“When the guy who picked out that ring is back, he can ask me his question.”
I COULDN’T FALL asleep that night either. Big surprise.
After sitting at the bottom of those stairs for God knew how long—half wanting her to come back and argue with me, half wondering if I’d made it all up in my alcohol-induced stupor—I finally made my way back into the bedroom. I wheeled up to the same broken window and stared out it until my eyes watered.
I kept both the bottle and the ring between my legs, too scared to let go of the bottle for one reason and too scared to let go of the ring for another reason. I could have one but not both. They couldn’t coexist. Of course I knew which one I wanted—that was a no-brainer—but I knew with just as much certainty I couldn’t have her. So really, the choice of which to let go and which to curl my fingers around was a simple one, but I wasn’t ready to let go of that ring and everything it symbolized quite yet. In the morning, when I was fresh from a few hours of rest and had slept off the whiskey . . . then maybe, but not tonight.
I had a few hours left of pretending the girl I’d purchased the ring for was still mine.
That thought must have lulled me to sleep finally because I didn’t know I’d fallen asleep until I snapped awake from the sound of something shattering. I was still in my chair and had a splitting headache to show for my drinking, but at least I could see straight again and didn’t feel like the room was slowly revolving around me.
“Josie?” I called, my voice hoarse from sleep and whiskey.
No reply came.
I held my breath and listened. The old house might have creaked and whined and groaned like nothing else, but it didn’t make shattering noises. No, people made shattering noises.

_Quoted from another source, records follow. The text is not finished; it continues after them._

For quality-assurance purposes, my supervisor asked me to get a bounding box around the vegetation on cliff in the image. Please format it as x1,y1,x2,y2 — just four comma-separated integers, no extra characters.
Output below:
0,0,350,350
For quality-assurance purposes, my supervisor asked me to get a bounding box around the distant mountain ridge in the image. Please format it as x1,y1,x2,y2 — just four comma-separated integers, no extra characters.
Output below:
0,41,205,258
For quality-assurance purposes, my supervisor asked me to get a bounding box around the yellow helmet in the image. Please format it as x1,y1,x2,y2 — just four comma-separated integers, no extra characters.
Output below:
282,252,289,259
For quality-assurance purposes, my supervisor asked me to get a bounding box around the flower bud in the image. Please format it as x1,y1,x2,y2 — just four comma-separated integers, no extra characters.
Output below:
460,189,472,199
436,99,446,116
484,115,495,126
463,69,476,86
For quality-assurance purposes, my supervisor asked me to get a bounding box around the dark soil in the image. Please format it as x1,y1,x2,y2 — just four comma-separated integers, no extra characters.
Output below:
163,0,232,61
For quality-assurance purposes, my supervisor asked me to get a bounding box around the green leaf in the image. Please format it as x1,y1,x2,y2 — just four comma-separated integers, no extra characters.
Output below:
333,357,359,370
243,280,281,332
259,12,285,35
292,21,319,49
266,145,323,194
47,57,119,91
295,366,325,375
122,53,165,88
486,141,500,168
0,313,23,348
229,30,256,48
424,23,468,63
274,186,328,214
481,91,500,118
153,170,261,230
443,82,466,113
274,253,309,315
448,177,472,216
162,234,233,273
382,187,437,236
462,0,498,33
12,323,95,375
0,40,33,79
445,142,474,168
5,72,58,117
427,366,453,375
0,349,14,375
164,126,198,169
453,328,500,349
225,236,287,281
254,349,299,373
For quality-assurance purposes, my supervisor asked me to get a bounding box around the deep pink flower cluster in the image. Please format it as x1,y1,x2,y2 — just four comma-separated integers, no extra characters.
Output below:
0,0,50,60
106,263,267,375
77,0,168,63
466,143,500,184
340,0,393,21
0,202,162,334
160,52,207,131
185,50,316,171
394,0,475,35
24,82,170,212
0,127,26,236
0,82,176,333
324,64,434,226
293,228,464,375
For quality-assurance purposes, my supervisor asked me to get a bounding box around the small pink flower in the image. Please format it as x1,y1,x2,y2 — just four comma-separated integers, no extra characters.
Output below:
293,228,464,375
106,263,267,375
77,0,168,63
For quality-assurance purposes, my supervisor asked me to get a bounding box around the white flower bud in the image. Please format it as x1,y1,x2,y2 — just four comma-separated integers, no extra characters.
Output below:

“Josie?” This time my voice was louder. I turned around in my chair and wheeled toward the doorway before stopping when I heard sounds coming from the kitchen. Not just the sounds of the fridge buzzing or the floorboards cracking or the walls creaking . . . the sounds of someone ripping open drawers and cupboards, searching for something. “Josie? Is that you?”
The sounds in the kitchen came to a sudden stop. I swallowed when no answer came. It wasn’t Josie. I stayed quiet for a minute, waiting for the next noises, but nothing came. I’d almost convinced myself I’d been half-dreaming those breaking, rummaging noises when a different sound filled the house. This one I knew, and even though it was just the old floorboards creaking, they creaked the way they did when someone was walking over them.
The sounds got closer, which meant whoever it was was making their way down the hall . . . past the stairway . . . coming to a stop just outside the doorway.
My throat had gone dry and my heart had sped up some, but still I wheeled closer. “Come on out, you son of a bitch. Stop hiding like a coward.”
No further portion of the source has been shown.